Eric finally agreed to help (after a bit of blackmail and what bribery I could afford in my strained financial condition.) First, we had to secure the necessary extra ropes for the giant spider web to the big oak tree in the front yard, and from there to the corners of the roof. He bitched the whole time, predicting disaster. My beloved firstborn, with whom I labored in agony for sixteen hours, seemed primarily concerned that he might get the blame if I slipped, rolled off the roof, and broke both legs and arms. He needn’t have worried, though, because after two hours of trying to get up the courage to crawl onto the roof from the bedroom window, I finally had to settle for tying the ropes to the bedroom shutters.

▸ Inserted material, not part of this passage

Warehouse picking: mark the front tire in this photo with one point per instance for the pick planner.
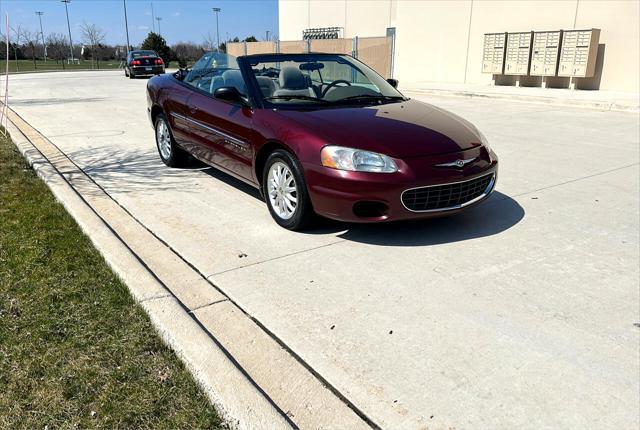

Eric leaned out the window and checked out my inexpert knots. “Well, it’s for sure you’d have flunked out of Girl Scout training,” he remarked rudely. “Those are the dumbest looking knots I’ve ever seen. And besides, the shutters aren’t strong enough.”
“Yes, they are,” I answered, with a confidence I didn’t actually feel. I reached out and snapped the rope. “And those knots are tight as a drum.”
At that point, the right hand shutter tore loose, bounced onto the porch roof, and clattered down onto the driveway. When I looked down, the shutter was in more pieces than I could count.
“Awesome,” Eric breathed. “It could have been you, though.”
“Go down and pick up all the broken crap,” I ordered. “And see what it looks like from the yard. Maybe your father won’t notice. They say people never look up.”
Eric rolled his eyes. “Yeah, sure, Mom. Anything you say.”
While he was gone, I pulled my Spiderwoman costume out of the drawer and tried it on. Sewing isn’t exactly my thing, so it hadn’t turned out as well as I’d hoped. When Eric came back upstairs, I was lying on the bed, dressed as Spiderwoman, and planning what I would say to Josh. I had developed a splitting headache, and the costume itched.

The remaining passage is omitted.